В работе с актерами режиссер избегал метода «тактирования», когда сценическое движение накладывается на музыкальную форму, дублируя ее, а стремился к контрапункту, когда движение опережает музыку или является ее эхом. Построение мизансцен жесткое, сценический рисунок четкий, Мейерхольд писал: «Сценическая подчеркнутость дается здесь с единственной целью отчетливо отметить основные элементы партитуры, заставить публику слушать то, чего она никогда не слышала. Жест музыкальный как бы продолжает жест сценический. Жест сценический акцентирует музыкальный жест».

Германа в спектакле Мейерхольда исполнял тенор Николай Ковальский. В прошлом инженер, Ковальский пришел в музыкальный театр из самодеятельности, обладая посредственными вокальными данными. Мейерхольда привлекало в артисте отсутствие штампов и наличие интеллекта. Работа с Ковальским велась основательно. В процессе репетиций режиссер сопоставлял и сравнивал Германа и с Гамлетом, и с героями Байрона, и с Евгением из «Медного всадника», и с Наполеоном. Он стремился увести артиста от образа традиционного оперного любовника, добивался от него «внутренней значительности». Заведующий литературной частью МАЛЕГОТа Адриан Пиотровский в буклете к спектаклю сообщал: «И заключительную клятву, сопровождаемую раскатом грома, дает не любовник Герман, а Герман – азартный игрок, Герман – наполеоновский человек».

Пиотровский, выбравший стратегию, во что бы то ни стало оправдать замысел Мейерхольда, был озадачен темой любви в опере Чайковского, от которой Мейерхольд так старательно избавлялся и которую так усиленно проводил Печковский. Пиотровский руководствуется текстом Пушкина: «А как же любовь Германа к Лизе? Как же образ Германа – любовника? Не трудно убедиться в том, что такого образа у Пушкина просто нет». Герман-Печковский любил от всей души, и современники видели в его исполнении «борьбу Германа за право любить и быть любимым». А Герман-Ковальский воплощал азартного игрока, или, как писал Пиотровский, «буржуазного карьериста».

Кульминация спектакля Мейерхольда – сцена в спальне Графини. Графиня, как описывает ее сама исполнительница Надежда Вельтер, выглядела так: «С красными пятнами румян и мушкой на бледно-желтом лице, в желтом платье, в высоком белом парике, сверкающая бриллиантами, с веером из страусовых перьев, казалась пришельцем из другого мира».

Герман выглядел тоже недурно: «Позы, жесты, прядь волос над сумрачным и дерзким лбом – внешнее сходство с Наполеоном читалось в Ковальском определенно». Появление Германа вызывало у Графини резкое напряжение – реакция передавалась только средствами мимики и набором чрезвычайно скупых движений.
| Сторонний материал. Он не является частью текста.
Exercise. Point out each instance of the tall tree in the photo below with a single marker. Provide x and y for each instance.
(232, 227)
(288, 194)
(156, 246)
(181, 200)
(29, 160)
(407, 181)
Центром этой сцены, как утверждает Вельтер, стала ее случайная актерская «находка». Мейерхольд попросил четко зафиксировать мизансцену, знаменитый «полу крест Графини»: «Поднесите руку ко лбу, но не касайтесь. Затем к груди и также не касайтесь, а после обращения ко мне немедленно падайте!». Графиня, схватившись за спинку стула, ненадолго на него опускалась. Одна рука сжимала подол платья, другая – пыталась сотворить крестное знамение. Неожиданно, движение руки, словно обращенное «за помощью» в зрительный зал, обрывалось, и Графиня сползала со стула, замирая в позе лежащего в гробу человека.

Художественное решение безумства Германа было еще более впечатляющим. Мейерхольд просил художника Леонид Чупятова намерено увеличить лестницу в комнате Графини, что позволяло раскрыть образ Германа больше, чем предусматривала музыка. После реплики: «Она мертва!», безумный Герман начинал бегать по огромной лестнице - взлетал наверх, и стремительно сбегал вниз…

Спектакль начинался по Пушкину – «Однажды играли в карты у конногвардейца Нарумова», и завершался по Пушкину. Мейерхольд включает дополнительную финальную картину «В Обуховской больнице». Сквозь полумрак психиатрической палаты, зрители видели очертания Германа на больничной койке. Постепенно освещается его безумное лицо, и, впившись пальцами в спинку кровати с приступами «клокочущего смеха», на музыку из сцены в казарме, Герман шептал: «Тройка, семерка, туз…».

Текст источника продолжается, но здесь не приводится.